[エッセイ 111]


 紅葉の最終ランナー、ウルシの木が顔を真赤に染めて通り過ぎていく。わが故郷では、そのウルシの木たちがお正月まで待っていて、帰省客の目を楽しませてくれる。

 子供のころ、ウルシの木の樹液によく被れた。野山を駆け回ったり、山林の下草刈りの手伝いをした翌日など、手足に筋状のかぶれができた。痒いのでついひっかき、爪についたその汁で別のところに移してしまうこともよくあった。

 就学前、4~5歳のころだったと思う。太腿にできたかぶれがこじれ、とうとう歩けなくなってしまった。温泉治療がいいのではと、山口市在住の祖父母のもとに預けられた。祖母は私を乳母車に乗せ、湯田温泉の千人湯という公衆浴場まで毎日のように通ってくれた。片道40~50分、年寄りにとっては結構な重労働ではなかったかと思うが、おかげで旬日を経ずして完治した。

 私を悩ましたウルシたち、実は、縄文の昔から日本人の暮らしに大いに役立ってきた。そのかわいい実はローソクの原料に、樹液は接着剤やウルシ塗りの塗料として珍重された。

 樹液は、その木が植えられて8~13年経った成木に幾筋もの切れ目を入れ、そこから滲み出てきたものを採取する。集められた樹液は濾過されたあと、平滑性や光沢を出すための攪拌と、水分を抜き取るための工程を経て塗料として仕上げられる。1本の木から採れる樹液の量は、1年でわずか200グラム程度にすぎず、いまでは国内消費量の98%を中国などからの輸入に頼っている。

 ウルシ塗料は透明な褐色をしている。それをベースに、木地目を生かしたいときは透明度を上げたものを、色物の場合はそれに顔料を加えて使用する。ただ、黒色に限っては、着色反応剤として鉄粉や水酸化鉄を入れて反応させる。ウルシ特有の深みのある黒は、こうして得られたものだそうだ。

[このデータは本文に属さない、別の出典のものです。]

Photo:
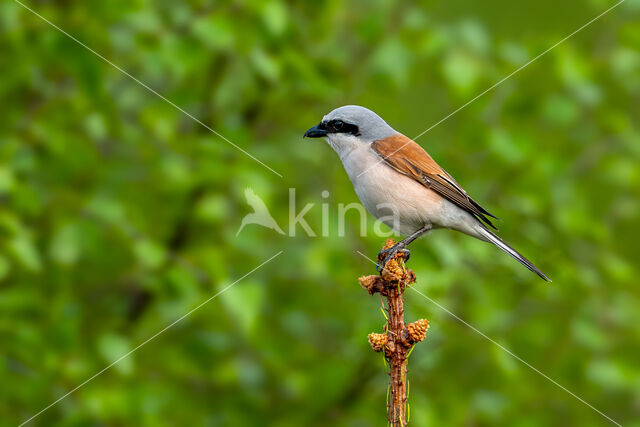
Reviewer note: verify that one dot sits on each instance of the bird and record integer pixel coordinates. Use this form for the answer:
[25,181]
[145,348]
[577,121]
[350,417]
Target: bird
[260,214]
[401,185]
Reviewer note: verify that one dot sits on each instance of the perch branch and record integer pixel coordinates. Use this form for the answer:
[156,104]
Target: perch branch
[399,338]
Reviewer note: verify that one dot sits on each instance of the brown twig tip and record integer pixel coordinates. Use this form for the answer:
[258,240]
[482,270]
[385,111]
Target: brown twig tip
[392,272]
[377,341]
[372,283]
[417,330]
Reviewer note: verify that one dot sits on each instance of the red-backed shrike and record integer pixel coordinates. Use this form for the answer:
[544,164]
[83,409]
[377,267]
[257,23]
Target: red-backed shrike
[390,172]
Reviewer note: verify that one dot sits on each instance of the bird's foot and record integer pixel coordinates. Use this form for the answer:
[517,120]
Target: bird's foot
[386,255]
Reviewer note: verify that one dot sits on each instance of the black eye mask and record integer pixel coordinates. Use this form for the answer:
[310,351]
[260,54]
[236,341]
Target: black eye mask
[338,126]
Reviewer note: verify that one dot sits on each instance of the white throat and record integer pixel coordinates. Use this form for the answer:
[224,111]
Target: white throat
[344,144]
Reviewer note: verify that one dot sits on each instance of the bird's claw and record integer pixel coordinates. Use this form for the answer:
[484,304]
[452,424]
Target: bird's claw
[386,255]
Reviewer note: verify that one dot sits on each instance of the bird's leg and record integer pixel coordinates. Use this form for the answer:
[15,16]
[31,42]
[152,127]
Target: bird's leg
[385,255]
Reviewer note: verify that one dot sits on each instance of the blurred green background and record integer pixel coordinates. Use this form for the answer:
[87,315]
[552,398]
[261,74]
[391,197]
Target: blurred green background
[118,213]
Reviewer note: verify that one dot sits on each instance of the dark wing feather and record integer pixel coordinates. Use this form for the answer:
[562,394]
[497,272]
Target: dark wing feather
[410,159]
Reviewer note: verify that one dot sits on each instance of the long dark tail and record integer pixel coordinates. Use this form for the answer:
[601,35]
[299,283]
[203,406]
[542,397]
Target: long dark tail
[490,237]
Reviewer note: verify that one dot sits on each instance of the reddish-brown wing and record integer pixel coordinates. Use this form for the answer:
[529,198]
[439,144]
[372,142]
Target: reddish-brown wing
[410,159]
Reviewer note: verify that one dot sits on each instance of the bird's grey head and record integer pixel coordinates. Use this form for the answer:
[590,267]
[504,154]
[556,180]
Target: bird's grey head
[346,127]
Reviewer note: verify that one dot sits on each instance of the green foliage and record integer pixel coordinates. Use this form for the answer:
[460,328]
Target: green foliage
[118,213]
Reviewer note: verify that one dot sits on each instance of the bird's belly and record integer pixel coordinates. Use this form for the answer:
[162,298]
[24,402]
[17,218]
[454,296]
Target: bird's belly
[396,200]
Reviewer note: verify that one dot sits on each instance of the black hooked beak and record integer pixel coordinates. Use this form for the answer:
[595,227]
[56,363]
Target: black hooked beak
[316,132]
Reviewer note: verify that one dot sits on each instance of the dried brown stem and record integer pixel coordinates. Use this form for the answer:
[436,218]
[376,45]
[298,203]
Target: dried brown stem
[399,338]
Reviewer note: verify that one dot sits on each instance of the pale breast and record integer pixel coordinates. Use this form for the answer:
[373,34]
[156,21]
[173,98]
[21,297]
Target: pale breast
[398,201]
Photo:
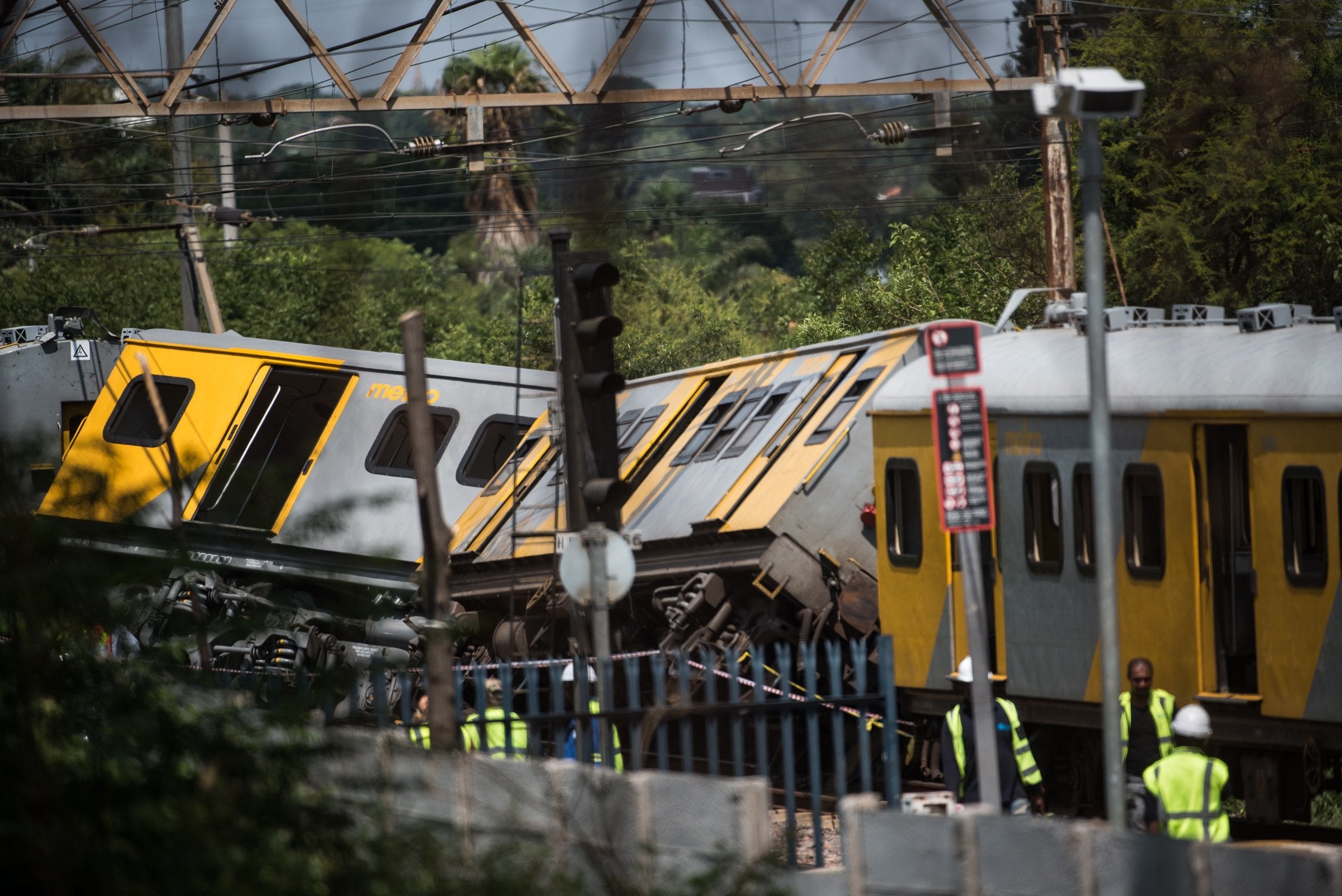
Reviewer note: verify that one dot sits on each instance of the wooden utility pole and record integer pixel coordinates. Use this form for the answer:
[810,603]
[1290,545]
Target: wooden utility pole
[438,635]
[1059,235]
[182,166]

 ウルシ塗りの滑らかで美しい塗肌と鮮やかな色彩や装飾は、永く人々を魅了しつづけてきた。そうした特性から、ウルシの語源は、潤汁(うるしる)、塗汁(ぬるしる)、あるいは麗(うるわし)あたりではないかといわれている。

 英語では、陶器のことをchinaという。Chinaと書けば中国を意味する。そして漆器はjapanといい、Japanと書けば日本のことを指す。昔の西洋人にとって、東洋の陶器や漆器は国名にも匹敵する大変なお宝であったようだ。

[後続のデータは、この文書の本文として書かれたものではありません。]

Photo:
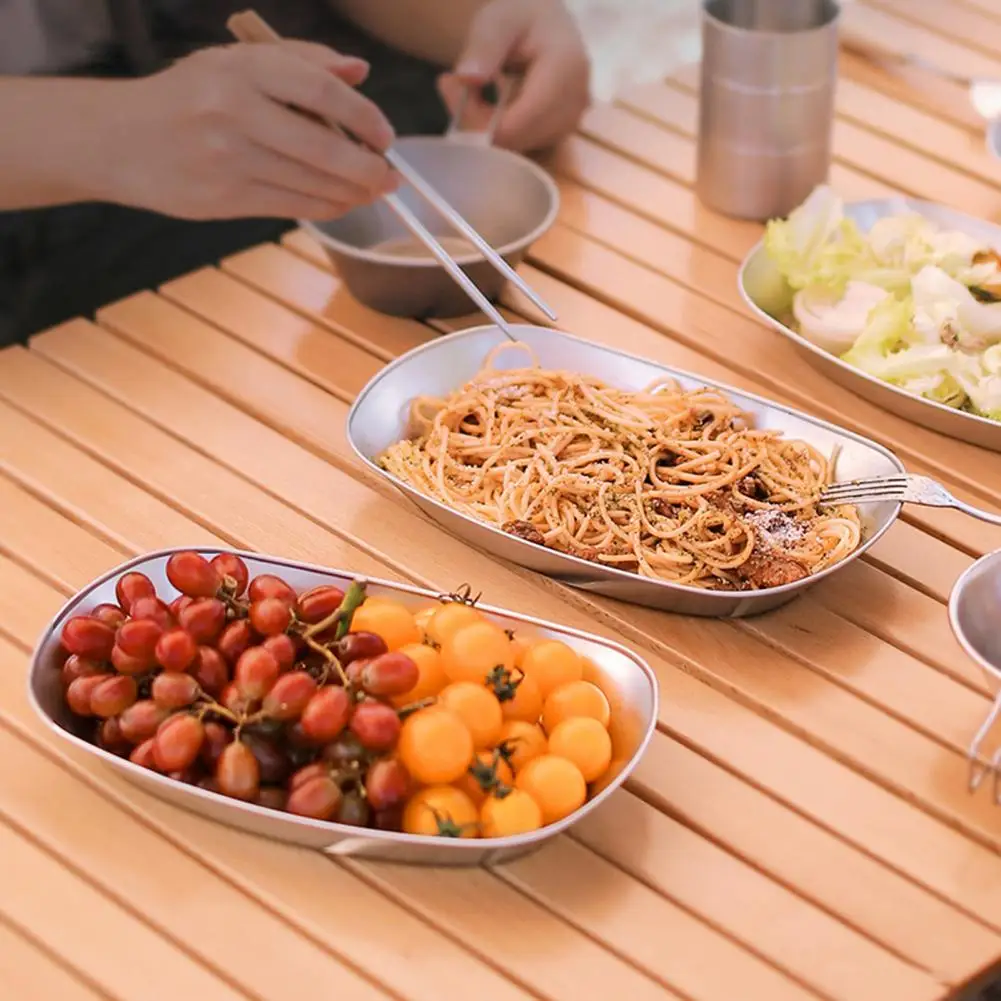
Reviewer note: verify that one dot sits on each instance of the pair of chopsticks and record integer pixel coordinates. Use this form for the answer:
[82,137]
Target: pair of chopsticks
[248,26]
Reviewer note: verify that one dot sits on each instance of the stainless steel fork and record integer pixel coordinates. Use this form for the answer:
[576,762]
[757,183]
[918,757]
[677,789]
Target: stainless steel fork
[905,488]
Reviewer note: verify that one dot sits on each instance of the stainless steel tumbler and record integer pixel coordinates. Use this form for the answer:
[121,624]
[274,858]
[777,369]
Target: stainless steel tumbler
[769,70]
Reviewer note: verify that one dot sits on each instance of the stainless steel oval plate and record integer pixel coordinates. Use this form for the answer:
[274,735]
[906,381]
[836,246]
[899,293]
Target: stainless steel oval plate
[379,417]
[768,295]
[627,681]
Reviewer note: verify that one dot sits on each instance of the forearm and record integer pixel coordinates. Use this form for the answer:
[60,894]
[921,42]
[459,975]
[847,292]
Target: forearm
[429,29]
[56,143]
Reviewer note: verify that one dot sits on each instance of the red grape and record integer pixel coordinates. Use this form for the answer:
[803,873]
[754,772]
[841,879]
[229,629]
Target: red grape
[112,696]
[237,772]
[210,671]
[353,811]
[216,739]
[110,615]
[177,743]
[303,775]
[235,639]
[204,619]
[282,649]
[315,605]
[228,565]
[76,667]
[359,646]
[141,721]
[272,763]
[191,574]
[271,797]
[79,694]
[390,674]
[88,638]
[176,650]
[255,672]
[269,586]
[142,755]
[318,798]
[133,586]
[138,639]
[173,690]
[289,696]
[375,725]
[387,784]
[178,605]
[270,616]
[153,609]
[325,715]
[126,665]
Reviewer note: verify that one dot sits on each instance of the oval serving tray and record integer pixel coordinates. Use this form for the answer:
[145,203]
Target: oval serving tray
[627,681]
[379,417]
[768,296]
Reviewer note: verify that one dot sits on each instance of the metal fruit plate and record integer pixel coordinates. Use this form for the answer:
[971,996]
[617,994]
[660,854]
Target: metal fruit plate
[766,292]
[627,681]
[379,417]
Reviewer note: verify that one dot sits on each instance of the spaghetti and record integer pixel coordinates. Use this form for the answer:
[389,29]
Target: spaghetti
[667,482]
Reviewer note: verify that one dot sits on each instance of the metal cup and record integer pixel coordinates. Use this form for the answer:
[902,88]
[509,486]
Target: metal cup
[507,198]
[766,113]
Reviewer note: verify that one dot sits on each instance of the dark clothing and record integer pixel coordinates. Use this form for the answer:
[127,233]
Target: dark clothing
[56,263]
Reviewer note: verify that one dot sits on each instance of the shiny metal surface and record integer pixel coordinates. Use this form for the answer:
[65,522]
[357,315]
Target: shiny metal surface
[974,615]
[379,417]
[627,681]
[507,198]
[766,107]
[769,297]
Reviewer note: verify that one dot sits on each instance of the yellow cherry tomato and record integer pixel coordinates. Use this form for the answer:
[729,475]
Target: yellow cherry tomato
[430,674]
[434,746]
[472,652]
[516,813]
[586,743]
[523,742]
[552,664]
[448,619]
[527,703]
[441,811]
[387,619]
[556,784]
[477,708]
[487,772]
[575,699]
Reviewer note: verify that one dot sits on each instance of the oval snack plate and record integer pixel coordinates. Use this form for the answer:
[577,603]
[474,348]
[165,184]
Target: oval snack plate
[380,414]
[627,681]
[768,296]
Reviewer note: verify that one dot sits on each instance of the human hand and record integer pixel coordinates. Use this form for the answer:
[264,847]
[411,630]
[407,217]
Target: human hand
[540,40]
[217,136]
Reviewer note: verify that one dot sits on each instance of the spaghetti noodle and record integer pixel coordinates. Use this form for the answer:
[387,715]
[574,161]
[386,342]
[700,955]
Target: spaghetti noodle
[667,482]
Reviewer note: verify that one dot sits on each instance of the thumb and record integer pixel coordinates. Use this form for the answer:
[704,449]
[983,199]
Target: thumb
[493,36]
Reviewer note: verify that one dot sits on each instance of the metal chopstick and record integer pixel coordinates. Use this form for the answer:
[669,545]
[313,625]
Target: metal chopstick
[248,26]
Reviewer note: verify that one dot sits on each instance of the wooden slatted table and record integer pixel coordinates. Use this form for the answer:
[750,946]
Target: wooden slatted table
[800,828]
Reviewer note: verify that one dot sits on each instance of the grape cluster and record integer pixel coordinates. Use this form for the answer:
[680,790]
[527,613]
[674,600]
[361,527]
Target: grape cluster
[247,689]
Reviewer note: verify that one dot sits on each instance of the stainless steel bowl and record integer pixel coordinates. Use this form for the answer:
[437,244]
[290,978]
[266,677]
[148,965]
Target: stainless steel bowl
[627,681]
[379,417]
[975,618]
[507,198]
[770,298]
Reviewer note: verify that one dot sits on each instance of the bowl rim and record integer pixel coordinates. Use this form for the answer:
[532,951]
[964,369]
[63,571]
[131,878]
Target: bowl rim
[343,249]
[955,600]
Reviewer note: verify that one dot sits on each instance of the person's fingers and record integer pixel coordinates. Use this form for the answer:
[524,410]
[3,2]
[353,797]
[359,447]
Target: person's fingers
[493,36]
[322,149]
[270,201]
[290,79]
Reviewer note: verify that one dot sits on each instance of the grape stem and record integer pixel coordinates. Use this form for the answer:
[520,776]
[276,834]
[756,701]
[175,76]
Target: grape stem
[341,616]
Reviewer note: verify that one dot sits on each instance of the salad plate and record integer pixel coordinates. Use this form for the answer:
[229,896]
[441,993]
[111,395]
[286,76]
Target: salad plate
[872,294]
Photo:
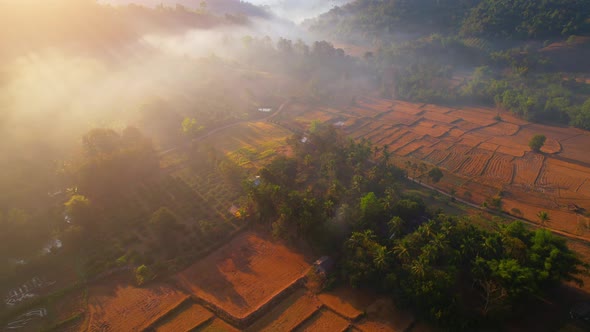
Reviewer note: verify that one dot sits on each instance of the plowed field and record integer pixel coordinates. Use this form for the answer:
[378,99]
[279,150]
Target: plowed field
[244,274]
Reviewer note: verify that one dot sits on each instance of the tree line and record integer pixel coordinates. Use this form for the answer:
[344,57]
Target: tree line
[346,199]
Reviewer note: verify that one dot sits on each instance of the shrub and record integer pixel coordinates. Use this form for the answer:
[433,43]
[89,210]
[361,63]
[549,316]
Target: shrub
[143,274]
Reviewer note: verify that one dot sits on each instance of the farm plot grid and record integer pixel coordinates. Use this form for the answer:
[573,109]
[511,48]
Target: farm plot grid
[243,275]
[488,147]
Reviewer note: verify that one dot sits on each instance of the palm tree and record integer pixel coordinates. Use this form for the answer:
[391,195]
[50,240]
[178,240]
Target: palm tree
[380,259]
[418,268]
[543,217]
[401,250]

 かつて、高級家具や什器の多くはウルシ塗りで占められていた。それが、新しい素材や技術に圧され、日常見かけられるのは汁椀程度になってしまった。日本のお宝ともいえるその伝統工芸を、末永く後世に伝えていくために、漆器をもう一度生活の場に引き戻す具体的な方策が必要ではなかろうか。